Только Жак немного задержался. Он доковылял до старого каштана, который, как и в детстве, по-кошачьи царапал своими ветвями окно избы, прислонился щекой к его корявому, двустворчатому стволу и стал без запинки говорить кадиш: "Да возвысится и освятится Его великое имя в мире, сотворенном по воле Его; и да установит Он царскую власть свою… Устанавливающий мир в своих высотах, да пошлет Он мир нам и всему Израилю…" Крупные капли дождя бесшумно падали с царственной кроны вниз, и Меламед, не переставая шептать поминальную молитву, подставлял под них свои шершавые ладони, словно хотел собрать в пригоршню его неземные слезы и увезти их с собой на Святую землю…
8
Дорога на Вильнюс была пуста, но из-за неистового летнего ливня, нещадно хлеставшего мелькающие за окнами минибуса трепетные перелески, ветхие избы, доверчивых коров, застрявших на укромных равнинных пастбищах, - езда по ней ничего хорошего не сулила.
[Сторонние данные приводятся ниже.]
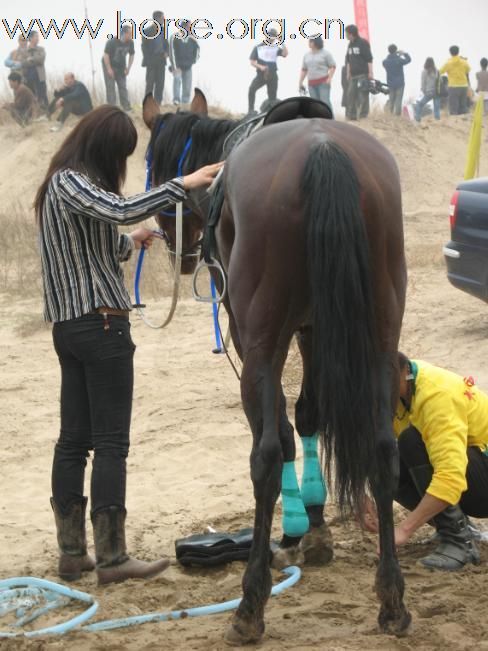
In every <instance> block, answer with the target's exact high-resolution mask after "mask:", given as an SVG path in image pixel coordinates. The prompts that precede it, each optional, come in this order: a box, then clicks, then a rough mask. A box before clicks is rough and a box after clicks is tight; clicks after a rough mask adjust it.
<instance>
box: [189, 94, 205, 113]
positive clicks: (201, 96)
mask: <svg viewBox="0 0 488 651" xmlns="http://www.w3.org/2000/svg"><path fill="white" fill-rule="evenodd" d="M190 111H191V113H198V114H199V115H208V104H207V98H206V97H205V95H204V94H203V92H202V91H201V90H200V89H199V88H195V95H194V96H193V101H192V103H191V106H190Z"/></svg>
Первыми всполошились знавшие толк в вождении Мартина и Беатрис, которые о чем-то решительно и нервно попросили мужей. Те смущенно переглянулись, и Эли, тронув отца за плечо, сказал:
- Может, пап, остановимся и где-нибудь переждем этот милый дождик?
- Надо было не на базу спешить, а заночевать у этого Пранаса. Места там хватило бы на всех. - Жак вдруг поймал себя на том, что говорит с излишней горячностью, за которой сквозит затаенная обида на сына. Ведь это он, Эли, всех торопил и не позволил отцу даже поклониться родным могилам. "Все вокруг - кладбище!" Для Эли, может, оно и так, но на каждом кладбище есть холмик, мимо которого грешно пройти. Если кто-то и делает родину родиной, то мертвые, а не значки на карте.
- Так что ты, пап, предлагаешь? Вернуться? - спросил тот.
- Это уж как вы с братом решите, - боясь, что близнецы снова ему откажут, промолвил Меламед.
Братья посоветовались с женами и объявили:
- Хорошо бы пристать к какому-нибудь мотелю и там переждать до конца света...
Другого исхода переговоров Меламед и не ждал. Он был уверен, что обратно в Людвинавас они не вернутся: зачем, мол, мотаться туда-сюда; посмотрели все, что могли; полакомились литовскими деликатесами, даже пшеничного самогона хлебнули, по всем покойникам отец кадиш сказал, а что не успели сходить на кладбище, это, конечно, плохо, но замшелые полуразбитые надгробья никому здоровья не прибавят, да и ребятишек нечего травмировать. Впереди еще не одна могила и не одно кладбище.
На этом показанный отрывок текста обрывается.